The jury president for the 54th International Antalya Film Festival, which will be held from Oct. 21-27 this year and whose artistic director is Mike Downey, has been announced.
According to Downey, Palestinian director Elia Suleiman, who is one of the world's most famous directors and who has won awards at many European festivals, is the jury president for the 54th International Antalya Film Festival this year. He is an accomplished director who has been on the jury of many festivals, including Cannes.
Having made great dramas, Suleiman expresses the futility of wars and unresponsiveness of people with a poetic language and has a unique style that blends comedy and tragedy.
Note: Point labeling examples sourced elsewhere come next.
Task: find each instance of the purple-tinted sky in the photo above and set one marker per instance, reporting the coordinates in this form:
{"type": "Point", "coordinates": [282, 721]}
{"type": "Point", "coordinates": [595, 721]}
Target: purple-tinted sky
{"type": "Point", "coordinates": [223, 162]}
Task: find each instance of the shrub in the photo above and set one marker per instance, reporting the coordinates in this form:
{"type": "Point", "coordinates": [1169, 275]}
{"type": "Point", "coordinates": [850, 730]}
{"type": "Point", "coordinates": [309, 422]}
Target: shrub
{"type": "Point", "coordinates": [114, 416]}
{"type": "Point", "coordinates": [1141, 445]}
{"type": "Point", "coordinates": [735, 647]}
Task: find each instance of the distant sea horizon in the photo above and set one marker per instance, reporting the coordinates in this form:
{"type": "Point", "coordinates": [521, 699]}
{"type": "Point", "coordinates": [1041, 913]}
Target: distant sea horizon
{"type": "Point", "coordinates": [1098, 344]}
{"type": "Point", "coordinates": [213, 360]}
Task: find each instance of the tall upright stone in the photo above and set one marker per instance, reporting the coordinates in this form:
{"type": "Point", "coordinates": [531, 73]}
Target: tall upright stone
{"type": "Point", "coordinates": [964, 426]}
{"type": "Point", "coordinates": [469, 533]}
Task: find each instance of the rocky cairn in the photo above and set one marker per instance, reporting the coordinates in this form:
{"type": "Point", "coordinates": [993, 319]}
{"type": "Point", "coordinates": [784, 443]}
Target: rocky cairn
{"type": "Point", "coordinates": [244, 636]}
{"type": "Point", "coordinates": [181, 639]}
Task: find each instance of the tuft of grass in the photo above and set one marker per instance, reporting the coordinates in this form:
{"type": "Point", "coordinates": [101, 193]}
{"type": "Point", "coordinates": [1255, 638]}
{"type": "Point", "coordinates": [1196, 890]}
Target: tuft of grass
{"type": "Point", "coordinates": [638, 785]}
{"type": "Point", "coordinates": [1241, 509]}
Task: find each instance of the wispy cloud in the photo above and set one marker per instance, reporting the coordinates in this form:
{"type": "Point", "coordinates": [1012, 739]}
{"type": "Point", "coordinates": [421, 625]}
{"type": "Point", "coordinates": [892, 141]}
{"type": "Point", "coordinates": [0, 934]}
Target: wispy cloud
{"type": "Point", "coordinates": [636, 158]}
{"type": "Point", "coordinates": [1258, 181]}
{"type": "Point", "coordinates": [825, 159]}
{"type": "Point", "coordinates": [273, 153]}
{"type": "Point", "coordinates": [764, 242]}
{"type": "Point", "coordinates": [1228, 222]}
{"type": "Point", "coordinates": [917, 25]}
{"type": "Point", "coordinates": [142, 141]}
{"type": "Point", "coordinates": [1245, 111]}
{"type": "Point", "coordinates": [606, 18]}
Suleiman is also known for his academic and social responsibility projects along with his productions. Because of this, he granted the award for intercultural dialog at Taormina Film Festival in Italy in 2011.
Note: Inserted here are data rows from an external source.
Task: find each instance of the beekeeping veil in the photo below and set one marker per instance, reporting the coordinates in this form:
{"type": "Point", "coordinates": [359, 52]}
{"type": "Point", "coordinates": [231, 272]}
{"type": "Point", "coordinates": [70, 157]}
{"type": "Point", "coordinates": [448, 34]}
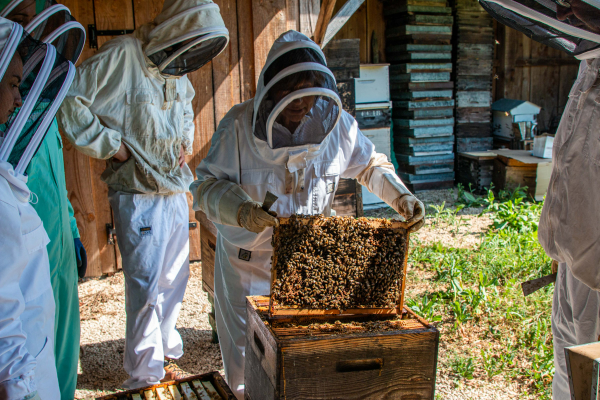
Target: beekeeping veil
{"type": "Point", "coordinates": [293, 61]}
{"type": "Point", "coordinates": [185, 35]}
{"type": "Point", "coordinates": [56, 26]}
{"type": "Point", "coordinates": [46, 80]}
{"type": "Point", "coordinates": [53, 24]}
{"type": "Point", "coordinates": [572, 26]}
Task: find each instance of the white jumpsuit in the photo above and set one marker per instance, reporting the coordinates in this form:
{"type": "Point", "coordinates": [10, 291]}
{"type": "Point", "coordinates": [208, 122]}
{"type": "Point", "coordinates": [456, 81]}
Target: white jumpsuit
{"type": "Point", "coordinates": [570, 225]}
{"type": "Point", "coordinates": [243, 258]}
{"type": "Point", "coordinates": [120, 96]}
{"type": "Point", "coordinates": [27, 309]}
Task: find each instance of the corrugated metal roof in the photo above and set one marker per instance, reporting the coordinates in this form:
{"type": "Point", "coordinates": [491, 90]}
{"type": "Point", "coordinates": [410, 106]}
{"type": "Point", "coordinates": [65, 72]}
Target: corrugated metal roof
{"type": "Point", "coordinates": [509, 105]}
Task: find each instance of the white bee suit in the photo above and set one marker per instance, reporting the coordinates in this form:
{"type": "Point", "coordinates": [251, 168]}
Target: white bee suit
{"type": "Point", "coordinates": [570, 222]}
{"type": "Point", "coordinates": [134, 91]}
{"type": "Point", "coordinates": [27, 308]}
{"type": "Point", "coordinates": [304, 177]}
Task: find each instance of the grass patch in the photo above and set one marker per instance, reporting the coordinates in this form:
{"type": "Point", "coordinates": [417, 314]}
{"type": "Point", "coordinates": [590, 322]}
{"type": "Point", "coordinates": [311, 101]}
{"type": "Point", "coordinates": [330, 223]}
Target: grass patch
{"type": "Point", "coordinates": [474, 295]}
Elia Suleiman has been on the jury of several film festivals besides Cannes Film Festival, in which he was a jury member in 2006. He was jury president for the New Horizons Competitions, Abu Dhabi Film Festival in 2010, Deauville Asian Film Festival in 2012 and Rotterdam Film Festival in 2014.
Being honored in anthologies at the New York Museum of Modern Art, Istanbul Film Festival and Lisbon and Estoril Film Festivals, Sulieman was the recipient of a Rockefeller Award in 1992 and Prince Claus Award in 2008. He was named film-maker of the year in the Middle East by Variety Magazine and he won the Black Pearl Award for his film "The Time That Remains" at the Abu Dhabi Film Festival in 2009.
Films and Awards
Elia Suleiman was born in Nazareth in 1960. Living in New York between 1981 and 1993, Suleiman shot his first two short films "Introduction to the End of an Argument" and "Homage by Assasination." The European Commission entrusted him to open the Film and Media Department at Birzeit University in the West Bank in 1994.
"Chronicle of a Disappearance," the first feature film of Suleiman, won the Best First Film Award in 1996. In 2002, he was the recipient of the FIPRESCI International Film Critics Award along with the Jury Award in Cannes Film Festival and the Best Foreign Film Award at the European Film Awards held in Rome with "Divine Intervention." He was one of the 35 directors that contributed the collective film "To Each His Own Cinema," which was made for the 60th anniversary of the Cannes Film Festival in 2007. His last feature film "The Time That Remains" was in the competition at Cannes Film Festival in 2009. In 2012, he completed the short film titled "Diary of a Beginner," which was chosen in the Un Certain Regard program in Cannes and which is a part of "7 Days in Havana," the feature collective film.